This article originally appeared in our Elevenses newsletter.
Good morning. One thing I have learned in a year or so of writing this newsletter is that lofty predictions get you nowhere. There’s a strange paradox in British politics at the moment. It is perpetually gripped by crisis, yet oddly stable. Everything is on fire all of the time and yet nothing ever changes. So, as a writer who has – several times – pronounced the demise of Boris Johnson and – several times – been proven wrong, I shall this week resist waving Rishi Sunak goodbye.

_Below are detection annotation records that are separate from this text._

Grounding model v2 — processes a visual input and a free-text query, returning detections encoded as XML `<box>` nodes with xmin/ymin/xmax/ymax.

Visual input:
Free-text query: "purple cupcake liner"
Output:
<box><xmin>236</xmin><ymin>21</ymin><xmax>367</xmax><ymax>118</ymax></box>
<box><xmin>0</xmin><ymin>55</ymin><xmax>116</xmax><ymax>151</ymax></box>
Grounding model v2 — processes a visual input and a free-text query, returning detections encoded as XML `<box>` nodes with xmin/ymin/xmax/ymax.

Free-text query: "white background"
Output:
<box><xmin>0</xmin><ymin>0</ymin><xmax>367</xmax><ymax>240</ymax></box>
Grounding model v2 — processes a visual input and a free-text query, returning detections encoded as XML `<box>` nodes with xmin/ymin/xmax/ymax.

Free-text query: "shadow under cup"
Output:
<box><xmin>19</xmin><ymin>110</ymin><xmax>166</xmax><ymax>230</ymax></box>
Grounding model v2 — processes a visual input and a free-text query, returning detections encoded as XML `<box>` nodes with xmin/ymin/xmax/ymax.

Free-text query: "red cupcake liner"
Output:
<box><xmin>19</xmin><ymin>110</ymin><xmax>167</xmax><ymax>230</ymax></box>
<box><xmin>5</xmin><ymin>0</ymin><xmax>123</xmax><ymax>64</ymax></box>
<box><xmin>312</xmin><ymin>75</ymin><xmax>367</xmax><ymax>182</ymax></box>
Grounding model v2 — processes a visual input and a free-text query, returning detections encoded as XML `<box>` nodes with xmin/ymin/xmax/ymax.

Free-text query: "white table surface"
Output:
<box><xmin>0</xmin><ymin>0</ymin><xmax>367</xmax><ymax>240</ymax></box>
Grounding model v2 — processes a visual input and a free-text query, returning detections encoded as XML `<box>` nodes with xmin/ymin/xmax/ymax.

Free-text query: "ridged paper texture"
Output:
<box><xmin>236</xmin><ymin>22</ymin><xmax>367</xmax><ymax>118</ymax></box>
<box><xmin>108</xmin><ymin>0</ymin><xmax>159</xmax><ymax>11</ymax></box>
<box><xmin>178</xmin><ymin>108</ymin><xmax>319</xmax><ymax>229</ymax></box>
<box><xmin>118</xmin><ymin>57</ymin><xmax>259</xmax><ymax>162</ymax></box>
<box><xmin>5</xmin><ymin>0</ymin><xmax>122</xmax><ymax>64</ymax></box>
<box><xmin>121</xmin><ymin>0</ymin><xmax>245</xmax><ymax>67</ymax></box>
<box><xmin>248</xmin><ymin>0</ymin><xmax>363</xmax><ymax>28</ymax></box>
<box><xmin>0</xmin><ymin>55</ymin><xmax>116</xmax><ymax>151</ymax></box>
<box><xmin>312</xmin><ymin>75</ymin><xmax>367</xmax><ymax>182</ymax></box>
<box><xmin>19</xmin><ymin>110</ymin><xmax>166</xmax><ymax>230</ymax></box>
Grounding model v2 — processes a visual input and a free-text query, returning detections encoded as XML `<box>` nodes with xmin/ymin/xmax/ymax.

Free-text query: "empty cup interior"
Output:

Still, it’s worth a little recap. Since we spoke last, Sunak has referred himself to Lord Geidt, the prime minister’s ethics adviser, who will examine his interests and declarations. Top of the watchdog’s list are the tax affairs of the chancellor’s wife, Akshata Murthy, who belatedly announced over the weekend that she will start paying tax on her overseas income following a furious row over her non-domicile status. It won’t be a small bill, either. The BBC estimates that she has avoided handing HMRC some £2.1 million a year.
There’s a lot of other stuff, too – like Sunak flashing his bedroom eyes at Silicon Valley and his “friends” briefing the Sunday papers that he might quit parliament before the next election and head for Santa Monica (where he just happens to have a £5.5 million house). But, given Westminster’s unfortunate habit of leaving one scandal in the rearview mirror as soon as a new one comes along, I think it’s worth dwelling on just how bonkers it is that we’ve had a non-domiciled billionaire living in Downing Street for two years.

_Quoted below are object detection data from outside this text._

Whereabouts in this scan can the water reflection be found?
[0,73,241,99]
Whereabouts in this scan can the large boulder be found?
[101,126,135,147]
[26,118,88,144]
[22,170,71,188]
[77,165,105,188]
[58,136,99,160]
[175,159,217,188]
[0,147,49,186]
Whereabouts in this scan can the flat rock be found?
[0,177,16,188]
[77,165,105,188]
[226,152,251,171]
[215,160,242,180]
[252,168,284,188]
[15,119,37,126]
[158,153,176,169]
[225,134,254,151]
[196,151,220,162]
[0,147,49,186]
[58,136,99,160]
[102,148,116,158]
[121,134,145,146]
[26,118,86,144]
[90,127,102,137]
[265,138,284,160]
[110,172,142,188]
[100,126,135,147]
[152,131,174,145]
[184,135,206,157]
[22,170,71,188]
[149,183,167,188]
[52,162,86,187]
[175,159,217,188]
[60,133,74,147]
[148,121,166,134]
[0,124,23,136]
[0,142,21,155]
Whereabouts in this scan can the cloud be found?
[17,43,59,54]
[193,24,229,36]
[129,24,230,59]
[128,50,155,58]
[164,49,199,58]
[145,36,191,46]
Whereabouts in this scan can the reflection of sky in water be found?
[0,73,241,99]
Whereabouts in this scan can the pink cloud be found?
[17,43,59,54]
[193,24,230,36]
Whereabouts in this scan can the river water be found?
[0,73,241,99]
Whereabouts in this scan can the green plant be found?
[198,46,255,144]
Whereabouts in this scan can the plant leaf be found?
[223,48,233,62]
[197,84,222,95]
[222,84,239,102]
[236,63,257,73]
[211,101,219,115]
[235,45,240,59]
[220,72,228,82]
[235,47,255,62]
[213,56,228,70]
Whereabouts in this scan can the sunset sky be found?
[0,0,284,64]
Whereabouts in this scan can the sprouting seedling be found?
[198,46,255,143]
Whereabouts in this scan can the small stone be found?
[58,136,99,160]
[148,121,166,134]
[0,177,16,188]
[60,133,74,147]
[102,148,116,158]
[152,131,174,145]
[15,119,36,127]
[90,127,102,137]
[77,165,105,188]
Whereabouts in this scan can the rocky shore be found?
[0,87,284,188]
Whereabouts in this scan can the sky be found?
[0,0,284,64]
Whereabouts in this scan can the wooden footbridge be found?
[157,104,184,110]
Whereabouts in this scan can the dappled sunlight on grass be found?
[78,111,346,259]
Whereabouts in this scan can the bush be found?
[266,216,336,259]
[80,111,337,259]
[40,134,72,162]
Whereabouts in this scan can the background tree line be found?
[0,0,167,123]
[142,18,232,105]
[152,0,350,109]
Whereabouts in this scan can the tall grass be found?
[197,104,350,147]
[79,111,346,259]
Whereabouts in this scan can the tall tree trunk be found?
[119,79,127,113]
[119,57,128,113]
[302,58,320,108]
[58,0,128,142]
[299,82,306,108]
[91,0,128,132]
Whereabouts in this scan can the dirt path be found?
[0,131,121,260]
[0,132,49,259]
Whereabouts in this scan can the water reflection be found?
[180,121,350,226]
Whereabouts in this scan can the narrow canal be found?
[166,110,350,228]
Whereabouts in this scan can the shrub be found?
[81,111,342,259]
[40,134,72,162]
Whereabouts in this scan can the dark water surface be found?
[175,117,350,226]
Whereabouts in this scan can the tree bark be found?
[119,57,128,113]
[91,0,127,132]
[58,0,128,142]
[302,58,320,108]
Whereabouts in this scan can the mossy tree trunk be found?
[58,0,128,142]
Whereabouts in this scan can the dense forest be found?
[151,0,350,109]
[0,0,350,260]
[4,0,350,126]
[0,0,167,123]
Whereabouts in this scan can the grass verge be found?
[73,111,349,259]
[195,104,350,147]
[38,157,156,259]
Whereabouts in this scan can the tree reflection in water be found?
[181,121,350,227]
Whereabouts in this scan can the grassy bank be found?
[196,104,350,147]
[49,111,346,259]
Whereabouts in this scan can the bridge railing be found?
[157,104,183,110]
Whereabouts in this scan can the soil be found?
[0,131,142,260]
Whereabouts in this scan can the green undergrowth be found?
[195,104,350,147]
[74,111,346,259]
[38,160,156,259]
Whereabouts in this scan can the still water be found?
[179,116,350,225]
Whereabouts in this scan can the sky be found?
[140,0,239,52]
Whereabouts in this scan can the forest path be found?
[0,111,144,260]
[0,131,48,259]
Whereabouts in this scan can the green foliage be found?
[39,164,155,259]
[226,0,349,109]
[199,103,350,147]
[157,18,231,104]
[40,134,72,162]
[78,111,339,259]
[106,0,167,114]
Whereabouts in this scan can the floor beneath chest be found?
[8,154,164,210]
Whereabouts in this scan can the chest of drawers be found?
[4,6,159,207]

As we all know by now, claiming non-dom status confers significant tax advantages. But who are these people? A timely piece of research from Warwick and the LSE helpfully tells us. There aren’t that many non-doms in Britain (around 70,000, give or take). However, depending on the circles you roll in, you’d be forgiven for thinking that figure is far higher. One-in-five top earning bankers – and two-in-five of those with annual income over £5 million – are non-doms. That’s compared with the less than three-in-1,000 who have claimed non-dom status while earning less than £100,000.
Unsurprisingly, most of them live in London. Your chances of bumping into a non-dom increase significantly if you take a stroll through, say, Belgravia. More than one-in-ten adults living in Kensington and the Cities of London and Westminster are non-doms. Most non-doms come from Western Europe and the US – and, since 2001, there has been a sharp spike in the number of non-doms from China, the former Soviet states and India. The researchers concluded that there is “compelling support” for the “public perception that non-doms are part of a global economic elite”.
None of what the chancellor and his family have done is illegal. They simply took advantage of a set of rules in this country that exist to help people with exorbitant amounts of money. But that doesn’t mean it isn’t wrong – especially when the person benefitting from those rules is responsible for the public finances of a state enduring an unprecedented collapse in living standards, which they have done little to alleviate. Every pound of tax that people like Murthy avoids takes money out of the pockets of the people who really need it. For a chancellor who is intent on hiking taxes for working people to green-light, excuse and defend such an arrangement is unforgivable.
It should be a nail in the coffin of Sunak’s Icarian political career. But, knowing Britain, it won’t be.